I wish we knew where Ella May Davidson ran into this decaying cabin, but I haven't been able to figure this one out. We have the original sleeves from these negatives as well as an index prepared by Ella May herself, but unfortunately the organization was long ago scrambled. I don't see any notes which match this image. The forest certainly looks like this area, and most of her images are local. The construction was primitive, but I am sure it provided welcome shelter to its inhabitants. This image was probably captured in the 1910s.
Imagine moving those giant logs into place manually! The forest floor in the foreground sure looks silty like it's near a body of water...
JKG on 22nd July 2021 @ 7:13am
Good grief, those logs are huge! How did they get them up that high?
The terrain is intriguing. Any idea what the viny bush is, in front?
L.E. on 22nd July 2021 @ 7:16am
I also thought, near a body of water.....like the Columbia River. The building doesn't look ancient, and in 1910, it probably wasn't, so what caused the roof to cave in? Heavy snow?
L.E. on 22nd July 2021 @ 7:36am
To me it looks more like it was unfinished than decaying. The logs still have the bark on them mostly intact and it does not appear to have the remains of all of the roof structure there. If it collapsed, there would be more timbers inside and the logs would likely show more decay and missing bark areas.

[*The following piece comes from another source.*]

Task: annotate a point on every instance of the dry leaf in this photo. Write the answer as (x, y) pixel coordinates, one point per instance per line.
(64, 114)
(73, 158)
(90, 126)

Basaltgrouse on 22nd July 2021 @ 8:11am
I like the unfinished theory. From what we can see in this picture, it just doesn't look like the roof was ever complete. My wild guess: this was the original change house at Lost Lake (just kidding...).
kmb on 22nd July 2021 @ 5:25pm
Square-sawn log ends, square-sawn window/door opening. That doesn't strike me as "primitive."
Alan Winston on 22nd July 2021 @ 7:27pm
Maybe the plant isv a rosebush planted to give a touch of home.